Kids and Health Care: Disputing Decisions
Most HMO disputes are handled -- at least initially -- by arbitration. The arbitration body is paid a daily rate that typically ranges from $750 to $1,200, with the process itself usually lasting from one to three days. All parties agree to abide by the decision instead of litigating.
But patients-rights advocates contend that many times, consumers don't even realize that they've locked themselves into arbitration. And increasingly, the courts have shown that they, too, are concerned about the fairness of forced arbitration in managed care contracts.
Unlike HMOs (which usually have to respond within six months), traditional indemnity plans don't have to respond to your complaints within a set time frame or have provisions for a formal hearing or appeals process. But if you are not satisfied with your insurer's willingness to pay a claim, you can ask for a reconsideration of the decision.
If you have problems getting paid, an indemnity plan allows you to choose your method of recourse, i.e., the court system or mediation. In addition, you have the option to appeal any decision by your insurance company to pay or deny a claim.
You can also file a complaint with your state's Department of Commerce or Department of Insurance -- and you don't have to tell your insurance company first. You will have to fill out a complaint form and supply any information needed to support your position to the state agency.
State investigators will then contact your insurance company; and, if the problem cannot be resolved within 10 days, they will investigate whether the company followed the terms of your policy.
In most states, the company's review of your denial includes two steps -- an informal review followed by a formal review if you remain dissatisfied after the informal review.
If you appeal to a state or federal agency, include your name, address and daytime phone number with any complaint.
It might be good to use the Insurance Department complaint form. To obtain a copy of the form call your state's Insurance Department's hotline number. (You can usually find these numbers in the opening pages of your phone book, or look online.)
State your case briefly, giving a full explanation of the problem. Include the name of your insurance company, policy number and the name of the agent or adjustor involved. Also supply any documentation you have to support your case, including phone notes (who you talked to and what was discussed).
Another tactic used by insurance companies: Delay in payment of claims. Despite laws requiring insurance companies to pay unquestioned medical claims within 15 working days, some companies take up to six months or longer to compensate patients.
In 1998, three Florida-based physician organizations -- a prominent 30-member OB/GYN group in Jacksonville, the 4,000-member Florida Physicians Association and the 16,000-member Florida Medical Association -- filed a class action lawsuit against Prudential Health Care Plan, Inc., accusing the company of systematically denying and delaying payment on large claims and losing others. The MDs wanted to stop the alleged practices and recover interest on the claims and damages that they say exceeded $10 million.
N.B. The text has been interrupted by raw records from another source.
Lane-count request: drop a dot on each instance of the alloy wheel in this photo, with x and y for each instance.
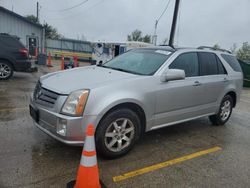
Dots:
(225, 110)
(119, 134)
(5, 70)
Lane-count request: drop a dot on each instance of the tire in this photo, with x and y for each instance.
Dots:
(112, 138)
(224, 112)
(6, 70)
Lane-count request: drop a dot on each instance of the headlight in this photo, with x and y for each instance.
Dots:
(75, 103)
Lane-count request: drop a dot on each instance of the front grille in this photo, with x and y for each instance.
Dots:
(44, 96)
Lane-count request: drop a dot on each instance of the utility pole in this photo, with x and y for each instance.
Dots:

The organizations had internal documents that proved Prudential made a policy of automatically rejecting claims once the insured person submitted more than $1,000 in medical bills on the basis that the covered person had other insurance, even though the plan had no knowledge of such co-insurance.
In fact, Prudential officials acknowledged that only 5 percent of its members had such dual coverage arrangements as those that exist when a husband and wife are covered by separate health plans, according to the physician organizations.
The groups also charged Prudential with knowingly losing claims that were filed electronically.
Prudential had little to say about the suit. Since 1998, this lawsuit -- alongside others against other HMOs -- were consilidated into one large case against managed care. Some of the class-certified dependents (like Aetna and Cigna) decided to settle. The remaining class-certified dependents -- including Prudential -- were set to go to trial in June 2004.